The atmosphere feels intimate yet strange, the dank acoustic of the subterranean concrete chamber often at odds with the personal, emotional performances. There is a tension and a darkness that never quite disappears, whether Brigid Power Ryce‘s voice is creaking and flexing over mournful accordion or Gavin Prior is banging sheets of metal off each other. There is a sacred, hushed nature to everything, a feeling that the shadow is pushing in from the outside and each song is an opportunity to light up the room for a few minutes.

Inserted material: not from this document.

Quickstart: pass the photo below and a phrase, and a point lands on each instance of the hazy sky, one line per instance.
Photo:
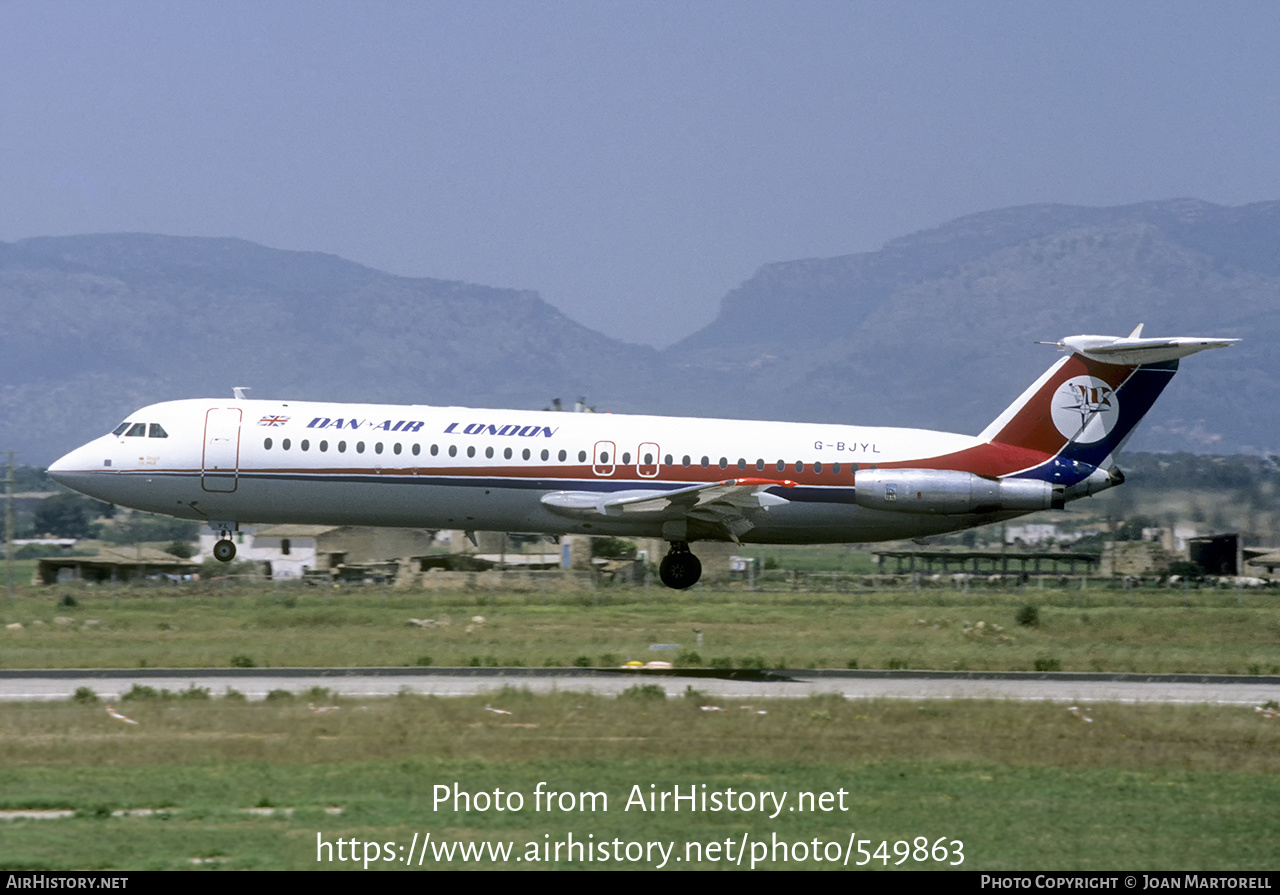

The constant thread is not genre or instrument, but mood. Relatively “normal” songs, based on traditional folk instruments and warped melodies, sit easily side-by-side with extended ambient tonal pieces, tied together in their twilight despondency. There are highlights, Áine O’Dwyer‘s ‘Albion Awake’ combines classically-styled, fleet-footed vocals with dark, droning harp-work to magical effect. Darugaries‘ ‘Boku No Kioku’ is beautifully sparse, the string and horn arrangements complementing the simple rhythm of the guitar. The distant vocals are heart-warming in their plainness, with a distinctly Japanese sense of sincerity and minimalism in their tone. The sound of wind blowing outside comes through near the end and glass tinkles in the background. Again the tension of classic beauty and surreal strangeness pays off in a wonderful way.
The release is a strange, ungainly one, as it should be. It could be shorter, it could sound better, it could have been sequenced differently. None of this feels important though. The palpable sense of hearing something coalescing from the ether, a set of musicians discovering and sharing a distinct sensibility, is exciting. Many of the musicians have been around for a while now, playing in each others bands and supporting each other. If it continues in this vein, Abandon Reason could come to provide a deeply useful centre-point for this disparate group, and its potential audience. As it is, I’m In The Abyss is a great entry point.